Krause’s other target, McGill University’s Charles Taylor, similarly undermines the individual agency that honor inspires. Taylor advocates replacing honor with “reciprocal recognition.” Once again, Krause demonstrates why his position is harmful. Honor, like recognition, has a strong external dimension; it relies on acknowledgment by other agents. Yet, unlike Taylor’s prescription for interpersonal recognition, honor also has a strong internal dimension. Honor as a quality of character drives individuals to live up to principled codes of conduct. In this regard, Krause highlights a complex understanding of honor that is more profound than a simple formula for social esteem. Because honor has this internal dimension, it serves as a particularly powerful source of agency for the very people Taylor is most concerned about, those marginalized groups who are deprived of external recognition. Krause’s effort to reestablish honor as a device for individual agency may be said to supply such groups with a potentially powerful tool for resistance, one independent of social consensus. And Krause’s excavations provide further evidence of this potential: Several of her democratic reformers emerged from oppressed groups.

If there is a flaw in Krause’s project, it is her struggle with honor’s variability and unwillingness to conform to a model that she applies in all instances. One constant feature of honor, she explains, is that the desire for distinction acts as a spring for action, on the back of which principled codes are fulfilled.
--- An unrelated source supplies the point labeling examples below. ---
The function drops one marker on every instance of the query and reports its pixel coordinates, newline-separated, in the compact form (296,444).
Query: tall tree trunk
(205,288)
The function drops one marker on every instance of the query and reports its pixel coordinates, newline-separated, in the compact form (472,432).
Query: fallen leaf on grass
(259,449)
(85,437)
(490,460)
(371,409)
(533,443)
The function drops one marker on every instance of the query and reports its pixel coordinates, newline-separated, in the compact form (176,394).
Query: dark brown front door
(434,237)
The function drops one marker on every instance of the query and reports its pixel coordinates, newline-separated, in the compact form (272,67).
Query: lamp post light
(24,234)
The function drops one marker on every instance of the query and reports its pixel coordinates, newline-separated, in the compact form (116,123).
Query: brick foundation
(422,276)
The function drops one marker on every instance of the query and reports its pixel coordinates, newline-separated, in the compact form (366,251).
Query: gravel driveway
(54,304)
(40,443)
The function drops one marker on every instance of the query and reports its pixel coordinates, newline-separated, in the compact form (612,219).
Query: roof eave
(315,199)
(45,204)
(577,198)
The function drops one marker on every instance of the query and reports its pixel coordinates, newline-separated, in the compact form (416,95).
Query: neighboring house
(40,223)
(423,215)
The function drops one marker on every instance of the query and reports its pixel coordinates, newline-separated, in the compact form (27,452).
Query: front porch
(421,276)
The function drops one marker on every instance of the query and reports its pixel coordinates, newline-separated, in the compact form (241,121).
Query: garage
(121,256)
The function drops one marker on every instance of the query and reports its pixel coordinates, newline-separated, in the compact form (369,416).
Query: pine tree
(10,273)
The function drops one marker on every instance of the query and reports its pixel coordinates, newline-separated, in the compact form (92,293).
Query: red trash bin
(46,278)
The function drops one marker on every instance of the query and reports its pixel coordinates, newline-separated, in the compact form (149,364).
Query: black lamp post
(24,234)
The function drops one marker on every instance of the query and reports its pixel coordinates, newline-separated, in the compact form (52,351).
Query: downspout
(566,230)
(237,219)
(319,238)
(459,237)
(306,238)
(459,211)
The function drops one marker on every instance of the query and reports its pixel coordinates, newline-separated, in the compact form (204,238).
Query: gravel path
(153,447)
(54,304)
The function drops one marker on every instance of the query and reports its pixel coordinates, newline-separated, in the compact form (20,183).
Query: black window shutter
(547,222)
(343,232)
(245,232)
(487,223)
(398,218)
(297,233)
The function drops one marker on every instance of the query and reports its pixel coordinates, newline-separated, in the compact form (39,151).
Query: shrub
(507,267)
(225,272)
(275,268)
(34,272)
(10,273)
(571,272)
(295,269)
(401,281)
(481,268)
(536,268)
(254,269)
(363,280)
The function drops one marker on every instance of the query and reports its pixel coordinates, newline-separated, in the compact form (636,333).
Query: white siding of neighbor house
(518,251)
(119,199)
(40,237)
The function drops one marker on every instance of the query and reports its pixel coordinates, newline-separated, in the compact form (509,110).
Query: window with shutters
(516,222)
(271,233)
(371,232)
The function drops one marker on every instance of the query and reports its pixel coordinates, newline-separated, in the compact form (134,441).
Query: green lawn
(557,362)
This balance of the internal and external dimensions of honor, its “irreducible duality,” is essential for Krause. Yet her examples do not always conform well to this model; sometimes she even acknowledges this shortcoming. Frederick Douglass, for example, viewed his resistance to a despotic slave owner as a mark of “honor.” However, as Krause admits, there surely was no concern with fame or recognition for his action. She justifies her model by designating it as only “a partial embodiment of honor.” In another profile of honorable action, she concedes that women’s rights reformers felt called to action despite having no promise of public distinction. In fact, far from receiving due recognition, many reformers were rebuked for their resistance. By permitting little variability in the role of external recognition, Krause tends to underplay the strength of simple adherence to principle, without such concern for reputation.

In the concluding chapter, Krause discusses the implications for honor of an increasingly pluralistic liberal democratic context. She builds on an argument advanced by Michael Walzer, who has advocated honor on a smaller, more modest scale — which, he claims, arises out of the voluntary groups and associations characteristic of modern democracies. These shared identities and various codes create multiple sources of honor as we find ourselves in a variety of roles and settings, each providing “principled limits and direction” for our ambitions. But while Krause and Walzer see the benefits of cultivating the capacities for small-scale honor from a proliferation of codes, they do not address the impact this may have on the reverence for each code. In her examination of Montesquieu, Krause herself pointed out that a multiplicity of moral authorities tends to moderate reverence for each individual code. And while such proliferation may have some benefit in fostering moderation, an overabundance of such codes — particularly when left to arbitrary choice — could result in none being taken seriously enough. In this sense, the ability of honor codes to motivate extraordinary action would appear difficult within pluralistic societies.

Nonetheless, Liberalism With Honor is worthy of praise. Krause is successful in demonstrating honor’s ability to inspire spirited acts of individual agency in defense of liberty. Her project may raise additional questions, but the originality and importance of asking these questions should not go overlooked.